@[email protected] You make several great points.
The non-surveyability issue is a big one:
https://en.wikipedia.org/wiki/Non-surveyable_proof . A bunch of people rejected the computer-assisted proof of the four-color theorem until it was significantly simplified. Imagine a math LLM spitting out considerably more complicated proofs at a breakneck pace. I argue that eventually such a thing would be indistinguishable from a random string generator. It'd also waste the time and energy of a whole lot of mathematicians in the process, as you pointed out.
We are already seeing code review---human beings checking pull requests etc---being overwhelmed by LLM code generators. Some organizations are abandoning this step as a result. What purpose is served by introducing this kind of dynamics into mathematics, of all things? It's quite strange to me, this bias towards always accelerating everything whenever that's possible to do, regardless of systemic or other risks.

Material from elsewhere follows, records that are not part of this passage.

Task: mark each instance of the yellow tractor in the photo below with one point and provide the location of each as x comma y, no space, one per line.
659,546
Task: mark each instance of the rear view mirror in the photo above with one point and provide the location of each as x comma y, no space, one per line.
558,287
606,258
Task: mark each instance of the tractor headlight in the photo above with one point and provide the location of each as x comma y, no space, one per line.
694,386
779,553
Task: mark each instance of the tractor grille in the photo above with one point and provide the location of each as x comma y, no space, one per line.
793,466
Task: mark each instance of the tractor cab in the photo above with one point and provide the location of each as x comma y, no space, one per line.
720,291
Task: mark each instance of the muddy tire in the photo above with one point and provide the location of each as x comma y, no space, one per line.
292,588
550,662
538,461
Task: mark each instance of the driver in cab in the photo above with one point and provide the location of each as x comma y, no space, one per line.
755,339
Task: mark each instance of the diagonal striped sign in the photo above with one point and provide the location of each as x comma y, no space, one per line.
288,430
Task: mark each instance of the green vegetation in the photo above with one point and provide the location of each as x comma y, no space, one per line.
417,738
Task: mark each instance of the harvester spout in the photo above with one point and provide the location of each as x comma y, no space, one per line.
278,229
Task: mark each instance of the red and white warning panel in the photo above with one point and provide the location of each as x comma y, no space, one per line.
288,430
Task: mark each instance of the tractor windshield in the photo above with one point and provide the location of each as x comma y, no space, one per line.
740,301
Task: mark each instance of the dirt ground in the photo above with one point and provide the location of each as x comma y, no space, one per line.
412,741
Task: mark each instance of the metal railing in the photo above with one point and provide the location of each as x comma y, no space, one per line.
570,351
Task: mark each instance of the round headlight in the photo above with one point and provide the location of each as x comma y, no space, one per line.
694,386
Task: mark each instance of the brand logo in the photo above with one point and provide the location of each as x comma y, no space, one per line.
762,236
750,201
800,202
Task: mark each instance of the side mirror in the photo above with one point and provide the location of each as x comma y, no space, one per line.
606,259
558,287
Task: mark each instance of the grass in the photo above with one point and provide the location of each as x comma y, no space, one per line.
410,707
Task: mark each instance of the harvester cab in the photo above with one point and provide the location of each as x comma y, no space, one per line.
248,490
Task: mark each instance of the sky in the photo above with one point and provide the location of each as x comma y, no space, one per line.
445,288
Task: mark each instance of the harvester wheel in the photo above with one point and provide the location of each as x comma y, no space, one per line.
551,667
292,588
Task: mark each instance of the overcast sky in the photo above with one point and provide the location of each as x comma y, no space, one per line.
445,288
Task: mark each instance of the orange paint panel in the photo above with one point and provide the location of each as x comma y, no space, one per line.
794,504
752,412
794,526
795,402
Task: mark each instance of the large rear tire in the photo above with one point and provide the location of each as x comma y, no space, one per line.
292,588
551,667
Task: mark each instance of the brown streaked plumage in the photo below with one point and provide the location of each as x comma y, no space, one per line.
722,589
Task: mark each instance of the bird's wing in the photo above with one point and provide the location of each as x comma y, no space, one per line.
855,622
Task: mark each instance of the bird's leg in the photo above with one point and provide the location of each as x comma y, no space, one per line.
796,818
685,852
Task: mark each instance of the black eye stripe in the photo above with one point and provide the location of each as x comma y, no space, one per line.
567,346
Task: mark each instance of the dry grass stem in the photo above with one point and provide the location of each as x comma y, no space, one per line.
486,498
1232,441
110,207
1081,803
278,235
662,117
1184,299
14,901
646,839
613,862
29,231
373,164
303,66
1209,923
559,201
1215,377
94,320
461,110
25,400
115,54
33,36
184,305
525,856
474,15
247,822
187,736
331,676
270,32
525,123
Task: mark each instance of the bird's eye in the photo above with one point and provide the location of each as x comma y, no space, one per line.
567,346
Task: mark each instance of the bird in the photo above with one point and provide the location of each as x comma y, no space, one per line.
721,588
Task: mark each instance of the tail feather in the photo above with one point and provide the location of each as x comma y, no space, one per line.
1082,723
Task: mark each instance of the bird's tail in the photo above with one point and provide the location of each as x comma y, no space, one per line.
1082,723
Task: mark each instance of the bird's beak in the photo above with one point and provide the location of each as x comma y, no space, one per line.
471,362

Proofs written in Lean and similar systems have the very big benefit of surveyability, and there's probably a world in which ethically made and constituted LLMs could add beneficial features to such tools.
The analogy to cranks is interesting. I guess in my head it's similar to why we don't throw a handful of leaves up in the air and try to read a proof out of the pattern they make when they fall to the ground (usually!). It's the folly of approaching the problem of finding a needle in a haystack by making the haystack bigger. People love making the haystack bigger for some reason.